Drafted from planning · v0.1
Morning scan (5 minutes)
Open the Kvick aggregate dashboard (planned). For each shop:
- 5xx rate yesterday — should be
0%or near - Daily reconciliation status — should be
clean - Audit chain verification — should be
verified - Cron runs — should show daily run completed
- AI spend MTD — should be under cap
If everything's green, move on with your day. The dashboard is for "confirm fine," not for live monitoring.
What the overnight crons do
Daily 00:00 PT — reconciliation
For each shop:
- Compare
transactions(status='paid') for yesterday vs Stripe charges - Run audit-chain verification end-to-end
- Generate low-stock report
- Write summary to
shop_config.last_daily_run - Email summary to shop owner (if any anomalies)
Weekly Mondays 06:00 PT — owner digest
For each shop:
- Compile last week's: revenue, top mechanic, top customer, top SKU
- Email to shop owner
- Archive previous week's audit logs to R2 if past 90-day threshold
Monthly 1st 02:00 PT — close
For each shop:
- Generate sales-tax CSV (GST + PST breakouts)

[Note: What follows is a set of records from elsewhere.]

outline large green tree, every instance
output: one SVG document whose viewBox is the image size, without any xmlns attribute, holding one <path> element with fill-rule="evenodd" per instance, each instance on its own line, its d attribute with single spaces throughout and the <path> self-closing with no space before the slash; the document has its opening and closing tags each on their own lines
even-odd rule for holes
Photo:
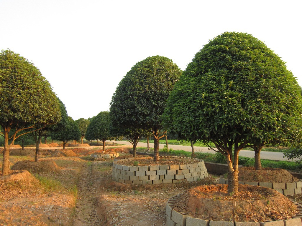
<svg viewBox="0 0 302 226">
<path fill-rule="evenodd" d="M 239 151 L 301 140 L 299 86 L 285 63 L 252 35 L 226 32 L 205 45 L 168 100 L 164 124 L 187 140 L 214 143 L 226 158 L 228 193 L 238 192 Z M 234 152 L 234 161 L 233 161 Z"/>
<path fill-rule="evenodd" d="M 56 94 L 39 70 L 9 50 L 0 53 L 0 106 L 5 175 L 9 173 L 9 147 L 15 140 L 30 132 L 27 129 L 38 130 L 56 123 L 61 116 Z M 10 137 L 12 128 L 14 132 Z"/>
<path fill-rule="evenodd" d="M 119 83 L 110 103 L 117 127 L 150 129 L 154 137 L 154 160 L 159 159 L 159 141 L 166 131 L 161 116 L 181 71 L 164 57 L 150 57 L 133 67 Z"/>
<path fill-rule="evenodd" d="M 110 131 L 111 124 L 109 112 L 101 111 L 92 118 L 87 128 L 85 138 L 88 140 L 101 140 L 103 142 L 103 151 L 104 152 L 106 140 L 112 137 Z"/>
<path fill-rule="evenodd" d="M 83 143 L 83 139 L 85 137 L 85 134 L 87 131 L 87 128 L 90 123 L 90 121 L 88 119 L 83 118 L 81 118 L 76 120 L 76 122 L 79 125 L 79 127 L 81 131 L 81 139 L 82 143 Z"/>
<path fill-rule="evenodd" d="M 68 116 L 65 128 L 52 133 L 51 135 L 53 140 L 63 142 L 63 149 L 65 149 L 66 143 L 70 140 L 78 140 L 81 138 L 81 131 L 78 124 Z"/>
</svg>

- Generate accountant-friendly P&L summary
- Archive audit_events older than 90 days to R2
- Truncate D1 audit_events past 90 days
- Email package to shop owner + their accountant
Alerts and responses
| Alert | What it means | What to do |
|---|---|---|
| 5xx rate > 1% sustained | Worker bug or downstream issue | Check wrangler tail, identify error class, deploy fix |
| Stripe webhook signature failure 3+/hr | Secret may be rotated; webhook config may be wrong | Verify the secret in Cloudflare matches Stripe dashboard |
| D1 latency p95 > 200ms 10min sustained | Index missing or D1 health issue | Check D1 status; run EXPLAIN QUERY PLAN on slow queries |
| Audit chain verification failed | High-priority | Investigate immediately; freeze deploys; see disaster recovery |
| Twilio cost > 150% of budget | Shop sending more SMS than expected | Contact shop owner; check for marketing-campaign over-send |
| AI cost > monthly cap | Shop has hit budget | Worker pauses AI automatically; email owner |
| Cron didn't run | Expected start + 30min, no end log | Check Cloudflare cron status; manually re-run if needed |
Manual cron re-run
If a cron didn't run:
# From any developer machine
curl -X POST https://helm-{slug}.kvick.bike/cron/daily-reconciliation \
-H "X-Cron-Secret: $env:CRON_SECRET"
The Worker has cron-handler endpoints that mirror the scheduled handlers; secret-gated so only Kvick can hit them.
Investigating a 5xx spike
wrangler tail --env {slug}— stream logs- Filter to 5xx: tail's filter UI, or grep the export
- Identify the error_class
- If it's a known class, fix and deploy
- If novel, get the request_id, look up the user, replicate locally
- Audit chain shows what mutations were attempted; useful when ops state is corrupt
Reading the audit log
For investigations, the audit log is the source of truth. See audit-everything for query patterns.
A common pattern:
SELECT e.at, e.staff_label, m.summary
FROM audit_events e JOIN audit_mutations m ON m.event_id = e.id
WHERE e.at > datetime('now', '-1 day')
ORDER BY e.at DESC;
Weekly owner contact
Once a week, send the owner a short email:
- Summary of any blips and what we did about them
- Heads-up on planned changes (schema migrations, new features)
- "Anything you need?"
Quiet weeks: 1-2 sentence email. Busy weeks: a paragraph. Never radio silence — owners hate that.